TEST
Hollow Knight: Silksong, une mandibule dans un gant de velours
Développeur / Editeur : Team Cherry
Faire poireauter toute la planète pendant presque dix ans, puis annoncer la sortie de leur jeu à deux semaines de l'échéance, obligeant tous les petits indés à décaler leurs propres dates de sortie. Team Cherry ne fait vraiment pas les choses à moitié, et c’est un peu pour ça qu’on les adore.
Si vous suivez un peu les discours autour du JV depuis la sortie de Hollow Knight: Silksong, vous avez probablement vu le marronnier de “la difficulté et l'accessibilité” refaire surface pendant un moment. C’est justifié, le titre étant particulièrement ardu. La preuve, malgré un fichier de sauvegarde affichant un respectable 97 % de complétion, je n’ai pas terminé le troisième acte et je n’ai pas l’intention de le faire. Mais j’ai adoré chaque minute passée sur le jeu. Le sentiment de revenir jouer à une version améliorée de Hollow Knight était exactement ce que je recherchais, que ce soit pour les bons ou les mauvais côtés.

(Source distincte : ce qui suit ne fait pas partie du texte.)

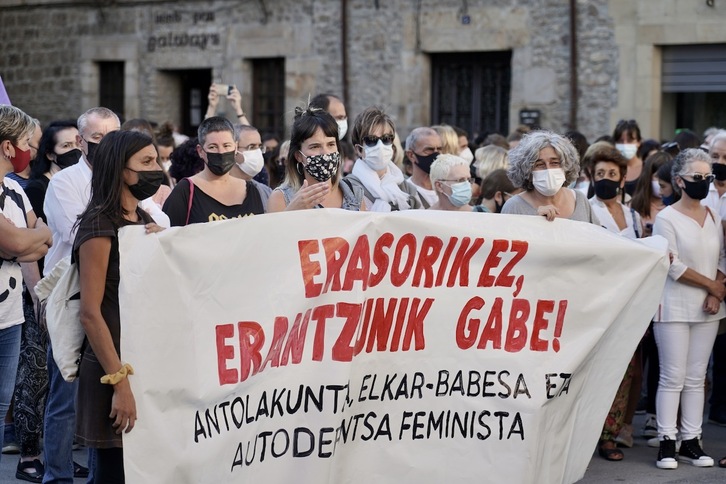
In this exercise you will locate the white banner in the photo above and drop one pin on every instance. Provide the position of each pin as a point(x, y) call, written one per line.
point(338, 347)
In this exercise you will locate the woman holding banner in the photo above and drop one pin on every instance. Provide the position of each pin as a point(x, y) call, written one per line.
point(313, 170)
point(125, 172)
point(213, 194)
point(23, 238)
point(687, 321)
point(450, 179)
point(608, 168)
point(543, 164)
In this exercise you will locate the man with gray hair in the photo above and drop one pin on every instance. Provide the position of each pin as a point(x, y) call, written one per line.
point(423, 145)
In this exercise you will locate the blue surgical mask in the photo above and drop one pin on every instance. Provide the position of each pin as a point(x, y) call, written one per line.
point(460, 194)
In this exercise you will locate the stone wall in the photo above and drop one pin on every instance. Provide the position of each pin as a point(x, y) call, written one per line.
point(49, 54)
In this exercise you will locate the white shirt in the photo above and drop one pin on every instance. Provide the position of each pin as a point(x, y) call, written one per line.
point(430, 196)
point(633, 227)
point(692, 246)
point(716, 203)
point(67, 197)
point(68, 194)
point(11, 279)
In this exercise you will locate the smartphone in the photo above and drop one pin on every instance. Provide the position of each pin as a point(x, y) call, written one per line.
point(223, 89)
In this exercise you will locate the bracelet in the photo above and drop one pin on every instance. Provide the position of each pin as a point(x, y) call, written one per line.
point(114, 378)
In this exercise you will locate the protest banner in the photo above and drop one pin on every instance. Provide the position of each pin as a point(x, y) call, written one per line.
point(325, 346)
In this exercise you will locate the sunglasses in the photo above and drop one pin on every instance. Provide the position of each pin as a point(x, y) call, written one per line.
point(698, 177)
point(371, 141)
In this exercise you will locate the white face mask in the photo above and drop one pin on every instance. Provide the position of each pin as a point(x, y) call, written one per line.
point(253, 162)
point(628, 150)
point(342, 127)
point(377, 157)
point(548, 182)
point(467, 155)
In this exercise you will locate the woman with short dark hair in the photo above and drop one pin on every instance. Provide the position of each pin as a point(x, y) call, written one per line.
point(687, 320)
point(313, 169)
point(213, 194)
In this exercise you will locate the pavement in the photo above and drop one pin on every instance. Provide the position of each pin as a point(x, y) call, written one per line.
point(638, 467)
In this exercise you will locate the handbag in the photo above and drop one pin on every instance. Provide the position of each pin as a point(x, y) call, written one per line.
point(61, 292)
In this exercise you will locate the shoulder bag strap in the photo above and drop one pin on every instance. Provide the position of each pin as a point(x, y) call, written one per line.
point(191, 197)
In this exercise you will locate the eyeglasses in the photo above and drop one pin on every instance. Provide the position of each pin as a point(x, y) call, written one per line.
point(252, 147)
point(699, 177)
point(371, 141)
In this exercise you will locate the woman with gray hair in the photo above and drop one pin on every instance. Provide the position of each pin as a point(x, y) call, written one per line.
point(542, 164)
point(23, 238)
point(686, 323)
point(450, 178)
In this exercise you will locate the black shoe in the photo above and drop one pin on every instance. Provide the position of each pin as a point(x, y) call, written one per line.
point(31, 471)
point(667, 455)
point(79, 472)
point(692, 453)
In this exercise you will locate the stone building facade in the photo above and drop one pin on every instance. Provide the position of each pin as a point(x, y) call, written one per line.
point(154, 58)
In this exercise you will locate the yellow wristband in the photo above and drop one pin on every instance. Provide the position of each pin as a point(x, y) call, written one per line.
point(118, 376)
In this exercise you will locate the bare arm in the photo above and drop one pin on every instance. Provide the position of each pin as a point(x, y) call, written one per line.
point(93, 257)
point(276, 202)
point(19, 242)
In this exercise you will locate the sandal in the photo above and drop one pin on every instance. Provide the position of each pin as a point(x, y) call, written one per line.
point(612, 454)
point(31, 471)
point(79, 472)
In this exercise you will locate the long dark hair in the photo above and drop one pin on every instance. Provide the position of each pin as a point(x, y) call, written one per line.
point(109, 162)
point(643, 189)
point(41, 165)
point(306, 122)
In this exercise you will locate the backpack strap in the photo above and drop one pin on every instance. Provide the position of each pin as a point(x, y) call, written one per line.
point(635, 223)
point(191, 197)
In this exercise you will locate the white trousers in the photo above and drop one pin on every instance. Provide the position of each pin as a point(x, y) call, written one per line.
point(684, 350)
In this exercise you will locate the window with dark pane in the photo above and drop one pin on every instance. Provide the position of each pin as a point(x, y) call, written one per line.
point(472, 90)
point(268, 95)
point(111, 88)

Acte 1 - La danse du frelon
Là où Hollow Knight avait été une bonne surprise sur quelques points de gameplay, Silksong se retrouve à proposer des mécaniques qui sont maintenant familières : avec un objectif initial assez vague, vous allez explorer différentes régions en affrontant tout un tas d’ennemis. Des compétences (ou un œil à l’aguet des passages secrets) permettent de débloquer de nouvelles régions, tandis que des quêtes secondaires et de l’exploration vous fournissent les ressources pour améliorer votre personnage. Si vous voulez une version détaillée, je vous invite à aller relire mon test de Hollow Knight. Ici, on va essayer de se concentrer sur les nouveautés.
La première et la plus importante : Hornet. Comme son nom le suggère, ce personnage est beaucoup plus rapide et agile que le Knight, et aussi plus flexible. En plus des accessoires et des sorts du premier, vous pourrez maintenant aussi équiper des outils et des sceaux.

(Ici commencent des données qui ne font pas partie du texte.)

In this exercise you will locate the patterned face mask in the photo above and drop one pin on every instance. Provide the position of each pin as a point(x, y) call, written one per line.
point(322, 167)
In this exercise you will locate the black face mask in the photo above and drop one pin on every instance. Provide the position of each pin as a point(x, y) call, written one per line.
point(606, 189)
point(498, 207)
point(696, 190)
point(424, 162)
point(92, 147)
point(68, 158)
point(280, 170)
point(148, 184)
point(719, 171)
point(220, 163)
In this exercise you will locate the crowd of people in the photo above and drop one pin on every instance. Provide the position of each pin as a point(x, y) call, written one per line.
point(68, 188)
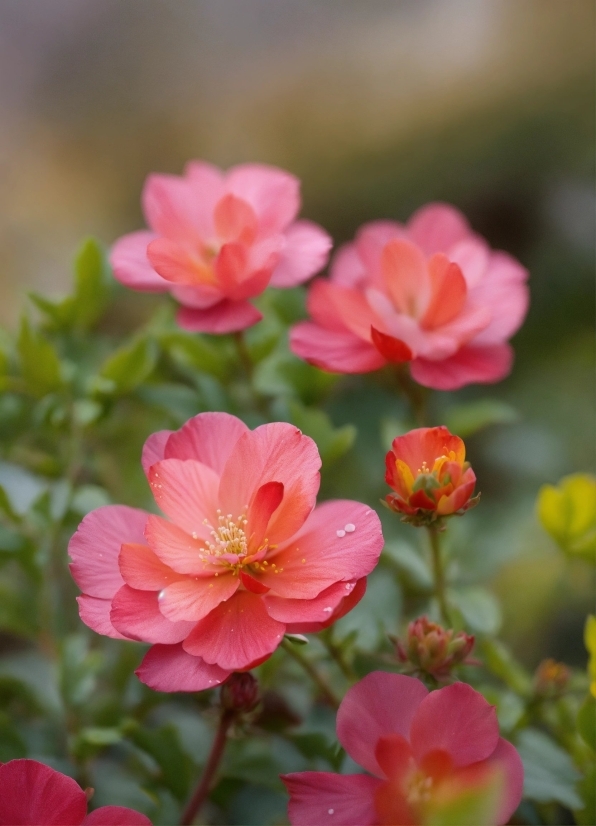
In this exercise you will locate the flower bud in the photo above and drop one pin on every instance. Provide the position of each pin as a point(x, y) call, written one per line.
point(427, 470)
point(429, 648)
point(240, 692)
point(551, 679)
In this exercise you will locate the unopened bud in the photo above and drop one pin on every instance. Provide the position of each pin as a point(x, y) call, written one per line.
point(429, 648)
point(551, 679)
point(240, 692)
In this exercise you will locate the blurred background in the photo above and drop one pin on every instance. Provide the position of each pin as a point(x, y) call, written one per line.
point(378, 106)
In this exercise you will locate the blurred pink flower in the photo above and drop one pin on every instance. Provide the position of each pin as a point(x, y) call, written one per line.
point(218, 239)
point(33, 794)
point(425, 752)
point(243, 558)
point(431, 293)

Au fur et à mesure de votre progression, vous allez tomber sur des sceaux qui permettent de changer le panel de mouvements de Hornet. Par exemple, votre coup normal sera plus rapide, mais avec une portée réduite, ou bien votre coup vers le bas se fera vraiment vers le bas plutôt que sur une diagonale. Il y en a toute une ribambelle, chacun ayant ses propres bonus qui vont fortement impacter le gameplay. C’est sur ces sceaux que vous allez appliquer vos accessoires, qui donnent des bonus passifs, vos sorts, qui sont de puissantes attaques qui consomment votre esprit et vos outils, qui sont l’autre grosse nouveauté.
Les outils sont des objets qui ont un nombre de charges limité et qui se rechargent quand vous vous reposez sur un banc. Ils consomment une ressource, les éclats, que vous récoltez en explorant et en tuant des ennemis. Ils vont d’une attaque à distance à des pièges, en passant par de puissants bonus d’attaque temporaire. Et donc avec tout ça, vous commencez à vous rendre compte du nombre d’options à votre disposition une fois que vous aurez récupéré tous ces objets. Le titre vous permet de personnaliser votre style de jeu et de pousser votre maîtrise de Hornet jusque dans ses derniers retranchements, ce qui deviendra essentiel quand vous arriverez vers la fin de votre aventure. Mais vous pouvez aussi décider de tester plein de builds différentes et d’utiliser celle qui convient le mieux à une situation donnée.
Du côté de l’exploration, on retrouve ce qui avait fait le succès de son grand frère : une zone de jeu immense, où votre premier objectif en arrivant dans chaque région est de localiser le personnage qui vous vendra la carte locale. Chaque zone a son propre thème, sa propre galerie d’ennemis, de challenges et de boss. Il y a aussi beaucoup de secrets, de zones cachées et de NPC (Non-Player Character) avec des quêtes à réaliser.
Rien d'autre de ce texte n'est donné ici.